Nearly 987,000 men and women from Illinois served in World War II. It was not entirely uncommon for multiple members of the same family to be serving our country at the same time. The following story about a family from a small community in southeastern Illinois is an incredible example of going “All Out for Victory”.
Nine men from the Mieure family of Sumner, Illinois served in World War II. Five of the men (Hubert, Harold, Gerald, John, Eugene) were sons of Mr. and Mrs. Garl Mieure and four (Raymond, Delbert, Leslie, George) were sons of Mr. and Mrs. Gus Mieure. The men’s fathers, Gus and Garl, were brothers.

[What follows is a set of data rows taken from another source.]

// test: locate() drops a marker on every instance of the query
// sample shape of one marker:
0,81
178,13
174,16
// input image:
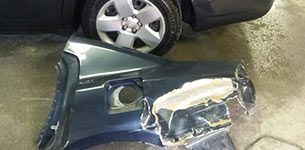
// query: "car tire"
171,21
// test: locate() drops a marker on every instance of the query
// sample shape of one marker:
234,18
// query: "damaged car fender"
107,94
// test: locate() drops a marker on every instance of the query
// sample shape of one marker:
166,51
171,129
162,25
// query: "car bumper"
211,13
86,112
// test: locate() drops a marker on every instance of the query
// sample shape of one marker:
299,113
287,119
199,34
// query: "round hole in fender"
129,95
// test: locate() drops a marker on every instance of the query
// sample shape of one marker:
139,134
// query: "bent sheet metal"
108,94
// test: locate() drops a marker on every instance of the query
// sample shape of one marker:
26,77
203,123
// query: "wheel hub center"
131,24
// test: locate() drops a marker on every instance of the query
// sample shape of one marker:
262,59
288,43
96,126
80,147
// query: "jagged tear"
198,108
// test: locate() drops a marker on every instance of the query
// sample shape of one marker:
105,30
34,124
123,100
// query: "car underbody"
106,94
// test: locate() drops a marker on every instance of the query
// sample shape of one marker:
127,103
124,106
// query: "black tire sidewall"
167,8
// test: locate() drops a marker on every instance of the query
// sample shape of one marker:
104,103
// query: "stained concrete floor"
273,49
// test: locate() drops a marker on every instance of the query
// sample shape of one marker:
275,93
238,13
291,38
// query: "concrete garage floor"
273,49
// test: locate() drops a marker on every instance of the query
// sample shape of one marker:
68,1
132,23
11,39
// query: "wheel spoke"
149,14
149,36
124,7
108,24
125,40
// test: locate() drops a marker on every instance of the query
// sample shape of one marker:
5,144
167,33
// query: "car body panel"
61,15
211,13
83,112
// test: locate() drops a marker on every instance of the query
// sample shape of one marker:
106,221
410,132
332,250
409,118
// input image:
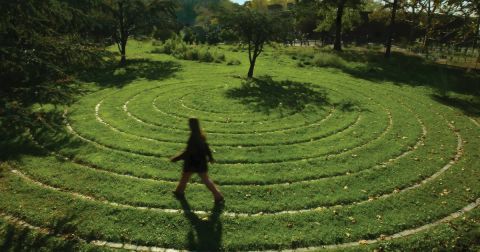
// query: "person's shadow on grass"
205,233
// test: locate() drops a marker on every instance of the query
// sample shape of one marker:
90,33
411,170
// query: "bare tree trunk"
477,34
337,45
123,52
391,30
250,70
123,34
427,30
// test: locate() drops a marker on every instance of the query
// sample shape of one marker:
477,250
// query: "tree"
42,44
132,17
254,28
340,6
391,28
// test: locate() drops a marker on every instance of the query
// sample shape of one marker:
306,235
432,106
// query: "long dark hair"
196,134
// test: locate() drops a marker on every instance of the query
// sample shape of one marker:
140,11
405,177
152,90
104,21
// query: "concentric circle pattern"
370,160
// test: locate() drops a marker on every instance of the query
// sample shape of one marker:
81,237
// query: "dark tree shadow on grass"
205,234
21,238
264,94
113,75
410,70
470,107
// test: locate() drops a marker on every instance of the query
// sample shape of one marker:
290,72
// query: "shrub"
328,60
191,54
220,57
233,62
205,56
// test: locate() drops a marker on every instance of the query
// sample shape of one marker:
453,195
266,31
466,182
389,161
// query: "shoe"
220,200
178,195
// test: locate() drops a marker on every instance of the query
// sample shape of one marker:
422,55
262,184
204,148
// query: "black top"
196,156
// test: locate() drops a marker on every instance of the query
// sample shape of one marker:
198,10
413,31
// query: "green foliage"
180,50
233,62
328,60
43,43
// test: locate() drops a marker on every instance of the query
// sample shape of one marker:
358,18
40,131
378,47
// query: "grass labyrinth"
322,159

Hubert enlisted in the Air Corps at Chanute Field and was sent to training until August of 1941. He was then transferred to Biloxi, Mississippi and served as a technical sergeant at Keesler Field. Harold and Gerald (identical twins) were first cooks with Co. L National Guards at Lawrenceville and were transferred to Camp Forrest, Tennessee in March of 1941. Harold and Gerald actually followed each other when their unit was sent to Europe and were never more than 10-15 miles apart. John enlisted in the Army Air Corps at Chanute Field in 1939. He was transferred to Hamilton Field, California, then to Fort Douglas, Utah. From there he was sent to Honolulu and ultimately served in Australia. Eugene enlisted at Chanute Field in August of 1940 and was transferred to Glendale California and served as a clerk in the Army Services head quarters.
Raymond enlisted in the Marines in Chicago approximately seven years before the war began and served as a sergeant in the First Parachute Battalion. He was in China and the Philippines. Delbert enlisted in the Air Corps at Chanute Field in April of 1941. Leslie was in the Army with the Co. L Reserves and then was assigned to the 130th Infantry at Camp Forrest where his cousins, Harold and Gerald were assigned. George was in the Air Corps and was assigned to Keesler Field in Biloxi, Mississippi, where his cousin, Hubert was assigned.
All nine men returned safely to their families when the war was over.